Time and tide

Low Tide Wanderings installationThomas Schütte, Low Tide Wanderings, 2001 (installed in Print/Out at MoMA, 2011)

In 2001, with digital practices becoming increasingly widespread in the visual arts, Thomas Schütte decided to use very traditional, analogue image-making as a way of keeping a visual diary. Rather than drawing in sketchbooks, as he usually would, Schütte adopted the more labour-intensive approach of etching. He subsequently produced an edition of 139 prints, one of which is included in the Print/Off at MoMA.

Reading someone else’s diary, a decade after the event, isn’t necessarily that interesting and in part the fascination of this work lies in the installation rather than the images. The prints are suspended on lines criss-crossed through the gallery just above head height (if, like me, you’re quite short).

The images are sometimes charming, sometimes funny with many exhibiting a slightly bleak humour. The events of September 2001 are here of course, but overall world events play second fiddle to more mundane matters.

Shit happens

The installation makes it impossible to read the work as a diary – there is no beginning or end and no clear sense of time passing or of a story unfolding – but that’s not really the point. Though in a way the work acts as a window into Schütte’s mind, in the main these are images to enjoy as single frames in a non-narrative.

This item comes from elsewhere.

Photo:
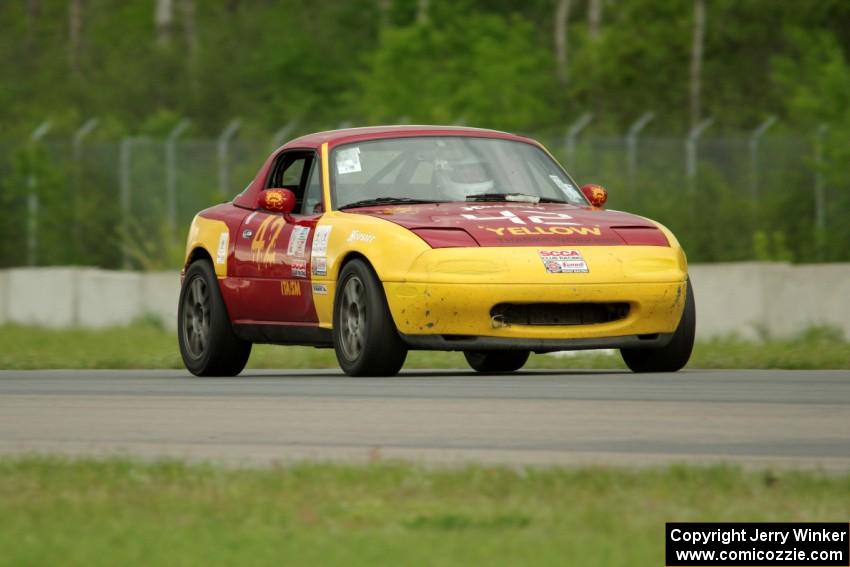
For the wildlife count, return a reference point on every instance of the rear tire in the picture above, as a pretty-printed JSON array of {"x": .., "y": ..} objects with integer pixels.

Thomas Schütte, Low Tide Wanderings, 2001 (installed in Print/Out at MoMA, 2011)Thomas Schütte, Low Tide Wanderings, 2001 (installed in Print/Out at MoMA, 2011)

It would be possible to pass through the space without noticing key moments in the work – such as the twin towers image – and simply enjoy the images one glanced at random for what they are. I suspect few people really look at all the prints and I’m not sure it’s remotely necessary to do so to appreciate the piece.

Overall Print/Out is an examination of printmaking’s increasing diversity of approaches and the move away from the ‘traditional print studio‘ so it’s interesting that Schütte’s work represents such a deliberate jump in the opposite direction. At a time when are can be made from anything, using whatever approach or process the artist deems appropriate, there is still a very clear place for the most traditional practices. Ultimately good art happens when the artist has something to say no matter how they choose to say it.